Deep and fast wide-angle reflection arrivals observed at offsets over 180 km, and over a reduced time interval of 1–1.5 s, have been observed in a seismic experiment shot across SW Iberia as part of the IBERSEIS project. Using different modelling approaches, these reflections have been found to be consistent with a heterogeneous gradient zone located at 61–72 km depth that features an absolute P-wave velocity contrast from 8.2 to 8.3 km/s. Paradoxically, this interface has not been observed in coincident vertical incidence data, probably due to the change in the reflection coefficient with decreasing incidence angles, the lack of energy at high recording times for the near-vertical (vibroseis) data, and/or the different location of the CDPs in both experiments. Although the mantle is acknowledged to be highly heterogeneous and mantle lithologies are capable of giving impedance contrasts high enough as to be observed in seismic data, it is often seen as transparent from a seismic point of view.
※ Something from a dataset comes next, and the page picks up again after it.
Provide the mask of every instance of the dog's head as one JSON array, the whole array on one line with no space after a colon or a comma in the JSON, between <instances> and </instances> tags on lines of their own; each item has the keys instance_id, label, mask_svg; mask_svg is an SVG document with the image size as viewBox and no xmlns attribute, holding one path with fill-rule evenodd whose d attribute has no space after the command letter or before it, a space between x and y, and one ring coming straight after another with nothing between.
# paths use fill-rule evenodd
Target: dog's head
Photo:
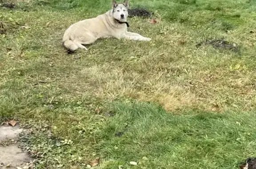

The short wavelength of mantle compositional heterogeneities is probably what hinders their identification with active source seismic data and only big and sharp discontinuities are imaged in vertical incidence experiments whereas regional transitional boundaries may be also observed at high incidence angles. Accordingly, we propose that deep reflectivity observed in SW Iberia must correspond to a regional–continental scale feature, not sharp enough as to be seen with vertical incidence energy. This feature, already identified in previous DSS experiments carried out in Iberia, has a depth, a P-wave velocity contrast and a transitional nature that match the characteristics proposed for the spinel-lherzolite to garnet-lherzolite phase transition, i.e. the Hales interface or gradient zone. This boundary is relatively narrow (at least 2–3 kb) in enriched mantle and appears deeper and along wider intervals when the mantle is depleted. In addition, it is a worldwide scale boundary already identified over large areas with different types of datasets. The variability in depth and sharpness of this interface, which is related to mantle chemistry, constrains the type of seismic techniques that should be used to identify it.